Soon it was December in Rome, and a number of my LIVE friends were still assiduously plugging away at Gears of War. I finally asked one of them in a message: “how is that, anyway?” He typed back: “incredible. can’t stop playing. like an action movie. co-op astounding.” I headed out to buy a copy but, no matter where I went in Rome, Gears of War was sold out. I ordered a copy from Amazon UK and, due to the seeming lethargy of cross-region postal services, it arrived in my mailbox only a few weeks later. My parents and my brother and his family had just arrived in Rome for Christmas, and so the night I finally got around to playing Gears, it was late. I decided to host a co-op session. A few moments later, a guy with a decidedly French gamertag hopped on. He spoke only a little English, which was ten times more than the French I spoke, but neither of us minded, and, together, we marched into the breach.
These days, Gears of War, despite being one of the most critically acclaimed games of this generation, earns the occasional knock for lacking innovation. The august authority, Wikipedia, in its summary of the first Gears‘s reception, makes note of this, citing some spanking admonishment courtesy of Eurogamer: “[L]et’s not pretend that we’re wallowing in the future of entertainment. What we have here is an extremely competent action game.”
The first time I played Gears I was not monitoring its innovation levels, but I was certainly struck by its competence. Gears was so polished it practically gleamed.

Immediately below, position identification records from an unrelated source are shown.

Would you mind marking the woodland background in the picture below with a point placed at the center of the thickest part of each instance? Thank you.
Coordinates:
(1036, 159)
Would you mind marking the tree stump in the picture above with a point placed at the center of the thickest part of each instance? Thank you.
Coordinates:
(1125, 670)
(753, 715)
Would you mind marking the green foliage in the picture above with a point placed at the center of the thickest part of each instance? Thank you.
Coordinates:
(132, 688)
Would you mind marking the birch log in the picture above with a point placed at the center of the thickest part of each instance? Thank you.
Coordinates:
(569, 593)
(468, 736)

From the mold and dried blood all over the walls and floor of the prison in which the game opens to the naturalistic voice acting, and from the responsiveness of the controls to the way its enemies behaved under fire, its attention to detail was like nothing I had seen.1 The more I played Gears, the more it drew me in.
For one thing, the game’s obvious cinematic aspirations seemed unusually well integrated into the gameplay, and its cutscenes were brisk, evocative, and decidedly mysterious. I had no idea, at the time, that these brief cutscenes were giving the Xbox 360’s hardware the necessary breathing room to stream in the next bits of environment, which preserved the player’s sense of spatial continuity. There are exceedingly few load screens in Gears of War. Almost every environment across which you walk (or, later, drive) has a clear relationship to the previous environment. Indeed, in the highly unlikely event that the person playing Gears does not perish, it is possible to walk across much of the Gears landscape with only a few seconds’ worth of LOADING announcements. That was something very few gamers had ever seen before,2 given that the only game to do this until that point was 1998’s Soul Reaver. Most “cinematic” games, then and now, simply teleport the player from one location or sequence to the next, but Gears put its cinematic aspirations to a clever double purpose.
Another thing I did not initially notice about Gears, but which is absolutely crucial to its tone, has to do with what I will call conceptual contrast, by which I mean something greater than the Tallahassee Community Theater putting on “Hamlet in Space.” Indeed, Gears of War has so many conceptual contrasts, spread across so many layers of the game, that you do not really notice them — that is, until you do notice them, at which point you cannot stop noticing them.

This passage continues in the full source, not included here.